The publisher of The Sun daily said the core business of BMedia would eventually change on the back of the challenging print business today.

Meanwhile, BCorp and 7-Eleven Malaysia clarified on Bursa Malaysia yesterday that the proposed restructuring plans are the personal ideas and strategies of Tan — who is deemed as a controlling major shareholder of the group.

The boards of directors of both companies are not aware of, and have not deliberated on any of the plans or proposals, including the delistings of 7-Eleven Malaysia and BLand.

In addition, BCorp clarified that it is still in negotiations with potential buyers for the possible sale of its Four Seasons Hotel in Kyoto and has not entered into any definitive agreement.

Separately, BL and announced in an exchange filing yesterday that it narrowed its net loss to RM1.77 million in the second quarter ended Oct 31, 2018, from a net loss of RM99.9 million a year ago.

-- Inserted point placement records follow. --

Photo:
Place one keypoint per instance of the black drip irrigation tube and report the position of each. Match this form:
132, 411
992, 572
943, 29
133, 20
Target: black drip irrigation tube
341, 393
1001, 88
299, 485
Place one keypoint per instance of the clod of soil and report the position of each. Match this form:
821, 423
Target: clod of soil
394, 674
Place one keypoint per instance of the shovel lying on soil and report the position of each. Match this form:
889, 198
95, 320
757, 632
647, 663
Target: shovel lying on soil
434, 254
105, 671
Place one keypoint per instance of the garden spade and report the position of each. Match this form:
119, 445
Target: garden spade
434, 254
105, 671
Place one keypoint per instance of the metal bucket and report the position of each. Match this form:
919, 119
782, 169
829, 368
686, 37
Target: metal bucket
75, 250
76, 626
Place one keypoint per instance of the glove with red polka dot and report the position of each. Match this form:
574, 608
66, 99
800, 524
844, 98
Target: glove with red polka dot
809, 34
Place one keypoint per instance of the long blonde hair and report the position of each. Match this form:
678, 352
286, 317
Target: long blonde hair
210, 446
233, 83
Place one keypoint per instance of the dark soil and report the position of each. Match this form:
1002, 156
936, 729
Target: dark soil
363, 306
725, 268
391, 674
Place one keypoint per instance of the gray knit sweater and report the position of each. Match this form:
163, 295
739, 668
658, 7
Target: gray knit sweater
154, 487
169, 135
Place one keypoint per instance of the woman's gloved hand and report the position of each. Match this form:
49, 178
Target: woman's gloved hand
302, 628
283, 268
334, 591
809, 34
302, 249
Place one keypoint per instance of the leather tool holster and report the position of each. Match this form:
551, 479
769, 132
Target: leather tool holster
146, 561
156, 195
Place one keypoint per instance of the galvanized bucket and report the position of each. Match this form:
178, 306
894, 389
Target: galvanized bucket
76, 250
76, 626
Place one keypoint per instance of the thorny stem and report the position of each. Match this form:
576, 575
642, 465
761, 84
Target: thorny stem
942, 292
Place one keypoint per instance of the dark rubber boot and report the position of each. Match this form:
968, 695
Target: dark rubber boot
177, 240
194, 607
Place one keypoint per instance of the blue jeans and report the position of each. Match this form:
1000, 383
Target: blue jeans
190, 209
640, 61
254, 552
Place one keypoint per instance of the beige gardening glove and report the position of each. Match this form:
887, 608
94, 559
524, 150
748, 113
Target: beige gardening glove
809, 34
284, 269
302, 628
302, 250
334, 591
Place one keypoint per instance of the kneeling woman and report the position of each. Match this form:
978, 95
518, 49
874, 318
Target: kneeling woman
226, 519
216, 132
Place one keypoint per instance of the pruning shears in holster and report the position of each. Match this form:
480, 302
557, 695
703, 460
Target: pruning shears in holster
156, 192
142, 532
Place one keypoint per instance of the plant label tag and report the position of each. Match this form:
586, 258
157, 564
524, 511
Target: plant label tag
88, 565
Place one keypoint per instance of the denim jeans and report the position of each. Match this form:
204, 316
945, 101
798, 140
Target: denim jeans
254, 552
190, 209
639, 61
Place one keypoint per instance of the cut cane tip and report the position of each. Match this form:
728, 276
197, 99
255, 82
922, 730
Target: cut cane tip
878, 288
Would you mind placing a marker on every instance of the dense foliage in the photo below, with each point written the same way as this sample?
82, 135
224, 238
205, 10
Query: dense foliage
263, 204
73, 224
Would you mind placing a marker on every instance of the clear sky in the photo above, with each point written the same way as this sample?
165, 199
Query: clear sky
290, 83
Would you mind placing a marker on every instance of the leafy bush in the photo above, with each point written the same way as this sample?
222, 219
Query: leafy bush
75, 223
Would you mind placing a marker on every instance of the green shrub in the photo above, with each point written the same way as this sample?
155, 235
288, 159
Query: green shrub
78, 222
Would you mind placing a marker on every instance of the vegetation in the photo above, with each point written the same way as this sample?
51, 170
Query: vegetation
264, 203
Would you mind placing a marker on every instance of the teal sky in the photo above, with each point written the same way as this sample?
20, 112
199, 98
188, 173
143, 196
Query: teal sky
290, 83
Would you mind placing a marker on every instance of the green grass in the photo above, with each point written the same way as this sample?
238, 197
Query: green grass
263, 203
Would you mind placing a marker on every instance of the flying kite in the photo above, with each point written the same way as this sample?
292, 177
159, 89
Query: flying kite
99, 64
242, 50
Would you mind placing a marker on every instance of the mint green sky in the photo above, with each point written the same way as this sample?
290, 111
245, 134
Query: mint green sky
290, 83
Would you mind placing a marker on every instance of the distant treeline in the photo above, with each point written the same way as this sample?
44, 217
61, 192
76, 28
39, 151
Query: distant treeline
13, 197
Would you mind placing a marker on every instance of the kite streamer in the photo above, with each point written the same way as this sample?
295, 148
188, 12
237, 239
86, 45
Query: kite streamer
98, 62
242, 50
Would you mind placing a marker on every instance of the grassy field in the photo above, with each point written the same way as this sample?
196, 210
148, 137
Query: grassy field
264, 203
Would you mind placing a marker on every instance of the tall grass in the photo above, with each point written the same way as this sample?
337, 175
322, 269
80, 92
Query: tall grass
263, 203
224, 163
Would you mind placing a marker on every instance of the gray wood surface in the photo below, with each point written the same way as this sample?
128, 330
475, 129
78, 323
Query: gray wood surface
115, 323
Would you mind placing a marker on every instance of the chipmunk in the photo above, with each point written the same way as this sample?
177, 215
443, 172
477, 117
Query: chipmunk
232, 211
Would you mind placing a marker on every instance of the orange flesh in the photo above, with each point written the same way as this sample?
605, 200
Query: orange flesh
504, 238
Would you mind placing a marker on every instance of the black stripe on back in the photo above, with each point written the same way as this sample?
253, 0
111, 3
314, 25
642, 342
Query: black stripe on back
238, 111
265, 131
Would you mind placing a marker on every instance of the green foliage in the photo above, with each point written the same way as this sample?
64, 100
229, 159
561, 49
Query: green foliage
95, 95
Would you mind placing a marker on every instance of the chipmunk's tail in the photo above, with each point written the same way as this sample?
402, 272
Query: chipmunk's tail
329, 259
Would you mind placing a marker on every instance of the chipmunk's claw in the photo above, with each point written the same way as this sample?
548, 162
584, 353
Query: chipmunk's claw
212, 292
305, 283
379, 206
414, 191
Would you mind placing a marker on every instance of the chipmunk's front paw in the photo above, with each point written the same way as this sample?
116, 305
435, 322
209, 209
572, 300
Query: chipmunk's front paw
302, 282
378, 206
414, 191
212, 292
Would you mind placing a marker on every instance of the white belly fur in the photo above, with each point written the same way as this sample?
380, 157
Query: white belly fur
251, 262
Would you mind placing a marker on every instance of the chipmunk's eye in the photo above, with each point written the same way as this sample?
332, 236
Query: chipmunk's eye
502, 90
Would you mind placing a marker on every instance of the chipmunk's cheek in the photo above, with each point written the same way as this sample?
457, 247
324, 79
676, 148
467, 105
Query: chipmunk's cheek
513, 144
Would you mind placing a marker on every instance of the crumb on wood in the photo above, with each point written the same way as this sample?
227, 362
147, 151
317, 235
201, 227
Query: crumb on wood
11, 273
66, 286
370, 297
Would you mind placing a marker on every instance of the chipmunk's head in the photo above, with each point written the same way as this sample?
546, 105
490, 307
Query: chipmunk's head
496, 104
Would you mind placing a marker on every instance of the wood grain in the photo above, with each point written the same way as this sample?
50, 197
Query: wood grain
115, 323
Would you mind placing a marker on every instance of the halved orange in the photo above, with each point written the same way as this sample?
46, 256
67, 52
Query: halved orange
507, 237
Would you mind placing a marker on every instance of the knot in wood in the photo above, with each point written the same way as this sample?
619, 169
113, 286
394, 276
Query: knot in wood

Revenue declined by 6.52% year-on-year to RM1.51 billion — mainly due to lower revenue in gaming by Sports Toto Malaysia Sdn Bhd; lower contribution from HR Owen plc; lower progress billings from the property development segment; and lower hotel and resort occupancy rates.

The company foresees the performance of both the property development, and hotels and resorts business segments to remain satisfactory for the financial year ending 2019.